Precauzioni domestiche per evitare l’avvelenamento del proprio cane

Precauzioni domestiche per evitare l’avvelenamento del proprio cane

La prevenzione dell’avvelenamento del cane in ambito domestico consiste principalmente nell’evitare il

contatto con sostanze pericolose, quindi è importante conoscere quali sono i potenziali rischi.

Le linee guida per evitare possibili avvelenamenti sono simili a quelle adottate se si ha in casa un bambino,

infatti i cani esplorano il mondo con il naso e, soprattutto i cuccioli, con la bocca. La curiosità, unita alla

notevole forza che i cani possono sviluppare con i loro denti, sono la ricetta per un possibile disastro.

Possono essere considerati materiali pericolosi tutti i detergenti, compresi i prodotti per le automobili, i

fertilizzanti, gli insetticidi o altri pesticidi e più in generale qualunque materiale chimico. Tutte queste

sostanze devono essere chiuse all’interno di armadi o poste in luoghi inaccessibili per il cane.

I nostri farmaci e parafarmaci devono essere riposti in un luogo sicuro. Anche le sostanze che reputiamo

innocue possono essere pericolose per un cane, soprattutto se ne ingerisce in alte dosi o se è di taglia

piccola.

Assicurarsi che i fili elettrici non siano raggiungibili è una precauzione molto importante. Questo vale

soprattutto durante le festività natalizie, in cui gli addobbi potrebbero richiedere il passaggio di fili “extra”

in casa, a cui noi non abbiamo assolutamente mai fatto caso. Un cucciolo viene incuriosito da qualunque

cosa, meglio ancora se è una novità. I fili elettrici sono molto pericolosi perché se masticati possono creare

ustioni da corrente elettrica in bocca.

Una facile precauzione da adottare è legata alla gestione delle immondizie. Tutti i cestini o bidoni devono

avere un coperchio che non possa essere rimosso dal cane o devono essere posti in luoghi irraggiungibili.

I rifiuti organici sono molto invitanti per i cani, ma possono essere molto pericolosi.
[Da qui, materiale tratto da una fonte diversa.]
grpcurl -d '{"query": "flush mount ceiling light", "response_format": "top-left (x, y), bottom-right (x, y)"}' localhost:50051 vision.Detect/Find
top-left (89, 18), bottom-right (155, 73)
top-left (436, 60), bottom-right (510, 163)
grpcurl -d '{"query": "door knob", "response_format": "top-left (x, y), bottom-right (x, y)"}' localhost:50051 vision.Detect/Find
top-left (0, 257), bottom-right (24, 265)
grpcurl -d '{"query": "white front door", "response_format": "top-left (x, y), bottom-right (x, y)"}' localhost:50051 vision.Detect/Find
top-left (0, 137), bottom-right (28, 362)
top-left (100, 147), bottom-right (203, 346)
Un esempio sono le

spine di pesce che possono infiggersi in bocca o (peggio) lungo l’esofago o in qualunque tratto dell’apparato

digerente.

I rifiuti non organici possono essere attraenti perchè hanno odore di cibo o perché sono qualcosa di nuovo

e magari di rumoroso con cui giocare, tipo le bottiglie di plastica o le lattine. Nessun problema se il cane

viene supervisionato dal proprietario che valuta il grado di morso e controlla che il gioco improvvisato non

venga rotto e diventi quindi pericoloso. Infatti il nostro pet può facilmente tagliarsi o ingerire pezzettini di

materiale che rischiano, ancora una volta, di incastrarsi lungo l’apparato digerente.

Se il cucciolo viene lasciato incustodito in giardino, tutti i luoghi a lui accessibili devono essere

accuratamente controllati e gli oggetti pericolosi o che possono essere mordicchiati e distrutti devono

essere rimossi.

Esistono delle piante da interno e da esterno tossiche per gli animali. Foglie, fiori, frutti, semi, radici o

addirittura il fusto possono essere tossici per i cani. Per esempio le foglie dell’oleandro, del tasso e

dell’edera possono essere mortali. Quindi è buona norma documentarsi su ogni pianta o fiore presente in

casa o in giardino.

Ogni volta che si usa un prodotto sui nostri animali bisogna leggere attentamente il foglio illustrativo e

seguire bene le istruzioni. In caso di dubbi contattate il vostro veterinario.

Queste attenzioni sono molto importanti quando si porta a casa un cucciolo. Questo perché i cuccioli

tendono a mordicchiare di tutto e non conoscono ancora ciò che si può e ciò che non si può fare, ma anche

i cani adulti a volte si cacciano nei guai. E’ importante imparare a conoscere il proprio cane, le sue abitudini

e i suoi vizietti, così da poterlo mettere al sicuro da potenziali avvelenamenti all’interno dell’ambiente

domestico.

Se nonostante i vostri mille accorgimenti succede il peggio, recatevi subito dal vostro veterinario, anche se

sul momento i sintomi non sembrano gravi, e ricordate di portare con voi la scatola della sostanza

incriminata, se possibile, o un pezzo dell’oggetto mangiato. Non tentate di indurre il vomito e non

somministrate niente al cane prima di aver consultato un veterinario.